Ensuite, ce que j’essaye de souligner dans ce texte, et c’est flagrant dans votre commentaire, c’est cette illusion hallucinante qu’on doit régir la liberté de parler une langue par son peuple. Qu’on (mais qui est ce « on » je me demande, vraiment ? les académiciens ? les politiques ? les profs de français ? le Français qui écrit bien et se croit supérieur à son voisin analphabète ?) sait mieux que « les gens » comment parler une langue qu’ils pratiquent pourtant tous les jours avec succès. Oui, car même en langage SMS, aujourd’hui, les gens se comprennent, et ils ne font pas que communiquer, ils utilisent et créent de la matière linguistique, des images, de l’humour purement lexical, de la poétique. Et je pense qu’une grande majorité de la population n’a jamais entendu parler de Conrart ou de Benveniste et parvient cependant parfaitement à pratiquer la langue française chaque jour.
L’effort d’appropriation d’une langue se fait encore et toujours, et elle se fait très bien dès le plus jeune âge. Elle se fait même chaque jour, il suffit de voir à quelle vitesse les médias diffusent des expressions à la mode, à quelle vitesse les jeunes intègrent, réutilisent et élargissent une nouvelle expression d’argot et les apports d’autres langues. On devrait les recenser chaque années, y en a un paquet. L’effort d’appropriation, c’est aussi l’effort d’adaptation. Et je ne saurais dire qui de l’académicien qui peine à se faire comprendre par « les masses » avec son beau vocabulaire issu des sixties (et je parle là des années 1860, pas 1960 ;) ) ou du rappeur qui emploie un vocabulaire tellement métissé et fouillé dans les thématiques modernes qu’il est quasi-incompréhensible des baby-boomers, lequel de ces deux individus parle le « mieux » le français ?
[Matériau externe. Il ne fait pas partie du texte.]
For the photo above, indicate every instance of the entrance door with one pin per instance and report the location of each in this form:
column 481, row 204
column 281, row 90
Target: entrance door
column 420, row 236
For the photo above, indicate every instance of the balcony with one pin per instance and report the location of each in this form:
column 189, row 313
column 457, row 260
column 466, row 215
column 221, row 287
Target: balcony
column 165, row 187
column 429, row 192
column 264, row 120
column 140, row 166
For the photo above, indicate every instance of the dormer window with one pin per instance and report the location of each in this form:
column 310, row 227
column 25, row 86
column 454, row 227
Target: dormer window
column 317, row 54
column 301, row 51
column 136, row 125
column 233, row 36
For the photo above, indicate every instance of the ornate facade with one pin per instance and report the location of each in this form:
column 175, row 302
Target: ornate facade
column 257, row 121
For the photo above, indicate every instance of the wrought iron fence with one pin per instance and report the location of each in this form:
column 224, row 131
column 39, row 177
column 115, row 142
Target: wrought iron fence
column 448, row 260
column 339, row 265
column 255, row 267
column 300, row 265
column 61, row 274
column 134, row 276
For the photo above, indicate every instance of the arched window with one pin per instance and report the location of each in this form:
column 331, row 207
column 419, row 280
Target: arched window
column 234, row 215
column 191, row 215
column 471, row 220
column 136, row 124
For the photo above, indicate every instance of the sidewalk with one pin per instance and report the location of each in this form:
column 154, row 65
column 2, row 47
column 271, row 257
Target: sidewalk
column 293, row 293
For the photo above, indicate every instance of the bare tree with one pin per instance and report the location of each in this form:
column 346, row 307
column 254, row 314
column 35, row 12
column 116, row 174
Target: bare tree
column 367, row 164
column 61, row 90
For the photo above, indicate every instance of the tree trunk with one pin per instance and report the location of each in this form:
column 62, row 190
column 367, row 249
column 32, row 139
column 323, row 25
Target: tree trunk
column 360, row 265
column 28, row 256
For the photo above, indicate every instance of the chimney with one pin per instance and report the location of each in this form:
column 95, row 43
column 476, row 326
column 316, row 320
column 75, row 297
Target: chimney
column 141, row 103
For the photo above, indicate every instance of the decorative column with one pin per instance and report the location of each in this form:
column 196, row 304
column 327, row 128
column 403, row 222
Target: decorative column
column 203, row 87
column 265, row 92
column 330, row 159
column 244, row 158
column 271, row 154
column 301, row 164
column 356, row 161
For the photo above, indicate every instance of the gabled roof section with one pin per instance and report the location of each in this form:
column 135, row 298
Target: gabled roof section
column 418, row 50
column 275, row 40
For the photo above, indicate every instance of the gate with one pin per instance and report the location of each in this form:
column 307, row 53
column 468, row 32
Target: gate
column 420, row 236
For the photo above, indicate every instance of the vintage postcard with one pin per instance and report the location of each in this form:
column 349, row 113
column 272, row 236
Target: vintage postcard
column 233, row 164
Bien évidemment que les fautes, surtout certaines, gênent la compréhension et empêchent la communication. Bien évidemment que parfois, quand la syntaxe est tout bonnement incompréhensible, cela dénote une non-maîtrise de la grammaire (car finalement une faute de grammaire est bien plus préoccupante qu’une faute d’orthographe !) et du coup une pensée mal ordonnée… Et ça c’est ennuyeux, car « ce qui se conçoit bien s’énonce clairement » et parce que chacun devrait avoir le droit et le temps de comprendre sa langue et de l’apprivoiser.
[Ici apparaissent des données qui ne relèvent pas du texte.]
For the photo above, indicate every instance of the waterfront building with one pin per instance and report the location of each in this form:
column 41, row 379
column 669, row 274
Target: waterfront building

Bien évidemment qu’avant d’être « le lion » de Nietzsche il faut être le « chameau » et emmagasiner sur son dos le savoir, ou plutôt le savoir-faire. Car c’est là le truc : la langue est un savoir-faire, non un savoir. Et franchement, aujourd’hui, je croise très peu de gens incapables de parler français et se faire comprendre à l’oral ou à l’écrit. Car l’apprentissage du savoir-faire se fait en premier lieu dans la famille (le savoir-faire grammatical se fait d’abord et surtout oralement) et à la petite école. Le niveau des gens est globalement bien meilleur qu’au siècle dernier. Pourtant on passe son temps à reprendre n’importe qui sur n'importe quoi. Pourquoi ? Parce que c’est nécessaire ? Ou parce que, comme vous dites, on ne peut pas « laisser chacun écrire comme il veut » ? Cette formule qui me hérisse le poil est encore une fois, tellement parlante « laisser chacun écrire comme il veut » ? Mais enfin, CHACUN ÉCRIT COMME IL VEUT, dieu merci ! Ou faut-il créer une police grammaticale avec tribunal pénal ?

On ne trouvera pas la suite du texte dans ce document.